Amazingly he tried to portray Fritzl as a family man and a caring father because he didn't kill all seven of his incest children.
"He had the power," said Mayer.
"Ignore what you hear in the media, this is a man who had wanted to have two families. If he had not wanted children he could've used contraceptives.
"And if he was a man who didn't care about children then he could have disposed of them. He had the power.
"But this is a man who slept in the cellar with his children and spent time with them over the Christmas period. He cared for his second family.
"When his oldest daughter was ill what would a monster do? What would a killer do? What this man did was take her to the hospital to the intensive care station.
"He could have killed her and everybody else and enjoyed the rest of his life in Amstetten as a respectable man. They would have said what a good man he was on his grave."
And he blamed the media for branding Fritzl a killer.
"Why this charge of murder? Because of the media. When it was announced that he might only get 15 years the media complained and then slavery charges added.
"The circumstances of this case did not justify a charge of slavery. Nor is there justification for a murder charge which again is to keep the media and the public happy. There is no evidence to back them up," claimed Mayer.
Josef Fritzl was then asked to enter the dock. He pleaded guilty to incest, partially guilty to coercion, guilty to depriving his daughter and her children of their liberty, partially guilty to rape and not guilty to slavery and murder.
He then went on to give a chronicle of his life but avoided any of the personal details which were saved until after the media had left.
Fritzl claimed his childhood was very hard because his mother - who was already 42 when he was born - didn't want him. He claimed beating were commonplace.
He stated he had not had a good relationship with his mother who would use bad language and made his life very hard.
His voice broke with emotion at one point as he described how she had deprived him of the chance to have any real friends right up to the age of 12.
He said his only pal was one she knew nothing about and was the only person he trusted until he betrayed him and Fritzl vowed never to allow anyone to get close to him again.
Meanwhile his family life fell apart with Fritzl going in and out of children's homes.
He admitted his mother did not have an easy life after all, saying: " She had to stay on a farm and had to start work when she was just eight."
He said he had stood up to his mother when he was 12 and defended himself adding: "I found the strength to face her and from that moment on I was Satan for her."
He continued: "I had no close relationship to her and she died in 1980 still living with me at Ybbsstraße."
Fritzl left school with excellent grades but his parents couldn't afford to allow him to stay on for further study.
As a result he took a low-paid apprenticeship.
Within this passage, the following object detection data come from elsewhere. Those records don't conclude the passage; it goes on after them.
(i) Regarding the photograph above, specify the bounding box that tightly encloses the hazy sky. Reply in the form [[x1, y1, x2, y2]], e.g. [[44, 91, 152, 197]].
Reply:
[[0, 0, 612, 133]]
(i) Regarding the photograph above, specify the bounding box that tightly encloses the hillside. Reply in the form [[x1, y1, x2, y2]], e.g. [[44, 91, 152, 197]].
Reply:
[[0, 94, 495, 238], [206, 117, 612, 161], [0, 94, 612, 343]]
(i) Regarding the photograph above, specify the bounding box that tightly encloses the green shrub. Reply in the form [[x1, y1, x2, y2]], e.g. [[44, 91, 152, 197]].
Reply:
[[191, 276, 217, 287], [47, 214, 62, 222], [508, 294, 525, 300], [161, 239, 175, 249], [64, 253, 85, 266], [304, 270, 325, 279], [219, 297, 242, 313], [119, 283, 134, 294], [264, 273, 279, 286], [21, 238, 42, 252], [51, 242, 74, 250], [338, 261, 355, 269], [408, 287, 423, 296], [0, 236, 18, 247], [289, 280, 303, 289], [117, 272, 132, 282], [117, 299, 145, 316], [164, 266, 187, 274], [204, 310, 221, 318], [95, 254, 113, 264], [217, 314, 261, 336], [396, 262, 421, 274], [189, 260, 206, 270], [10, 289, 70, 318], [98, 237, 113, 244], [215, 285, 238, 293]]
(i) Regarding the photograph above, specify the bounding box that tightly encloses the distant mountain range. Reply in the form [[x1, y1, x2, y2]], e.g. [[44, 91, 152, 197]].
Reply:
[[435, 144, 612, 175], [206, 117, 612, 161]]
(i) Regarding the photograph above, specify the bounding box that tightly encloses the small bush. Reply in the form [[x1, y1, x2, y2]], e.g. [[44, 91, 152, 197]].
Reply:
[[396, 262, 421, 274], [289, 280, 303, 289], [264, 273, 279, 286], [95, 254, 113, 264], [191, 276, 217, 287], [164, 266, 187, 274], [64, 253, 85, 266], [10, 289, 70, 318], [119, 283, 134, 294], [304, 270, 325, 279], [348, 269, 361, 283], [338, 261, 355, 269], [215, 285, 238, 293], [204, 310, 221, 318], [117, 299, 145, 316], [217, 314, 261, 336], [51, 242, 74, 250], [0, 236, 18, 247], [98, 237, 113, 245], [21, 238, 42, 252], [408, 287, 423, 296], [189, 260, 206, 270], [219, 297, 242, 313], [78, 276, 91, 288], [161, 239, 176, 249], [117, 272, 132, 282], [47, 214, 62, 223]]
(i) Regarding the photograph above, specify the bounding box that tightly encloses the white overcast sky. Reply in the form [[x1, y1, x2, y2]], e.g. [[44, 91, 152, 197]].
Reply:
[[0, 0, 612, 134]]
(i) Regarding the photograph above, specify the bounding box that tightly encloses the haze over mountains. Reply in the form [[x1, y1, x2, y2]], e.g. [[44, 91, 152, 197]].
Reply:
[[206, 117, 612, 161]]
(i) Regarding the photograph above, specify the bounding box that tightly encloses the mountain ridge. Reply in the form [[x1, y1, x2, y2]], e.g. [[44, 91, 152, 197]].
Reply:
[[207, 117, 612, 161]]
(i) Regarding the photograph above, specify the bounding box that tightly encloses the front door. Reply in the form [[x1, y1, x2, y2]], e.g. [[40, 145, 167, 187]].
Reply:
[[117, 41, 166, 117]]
It was then that he met his future wife aged just 17 and he claimed she was his first sexual partner.
He said: "She was the first woman for me."
Because they never had any money he had taken work in construction in Luxemburg and Ghana, staying for a year and a half.
For extra cash, they also ran a guesthouse at Mondsee.
He had met his wife and married her in 1956 when he was 21 after she told him she wanted 10 children he said he agreed.
They lived together at Ybbsstraße 40 initially in a separate apartment for him and his new wife.
In 1974 he started renovating the property to add additional flats to rent to tenant and he expanded the cellar store, he claimed.
This was the cellar and Elizabeth was locked up in at the end of August 1984 when she was just 18 years old.
He had asked her to help him fix the door and then drugged her and locked up in a darkened room.
In a final question from the prosecutor before the media were asked to leave Josef Fritzl admitted that he had been well aware when his own wife Rosemarie was expecting twins.
He said her stomach had been much larger and he knew of the risks of pregnancy because Rosemarie had had three Caesareans by then. They were difficult births and she had also suffered a miscarriage, just like Elisabeth did.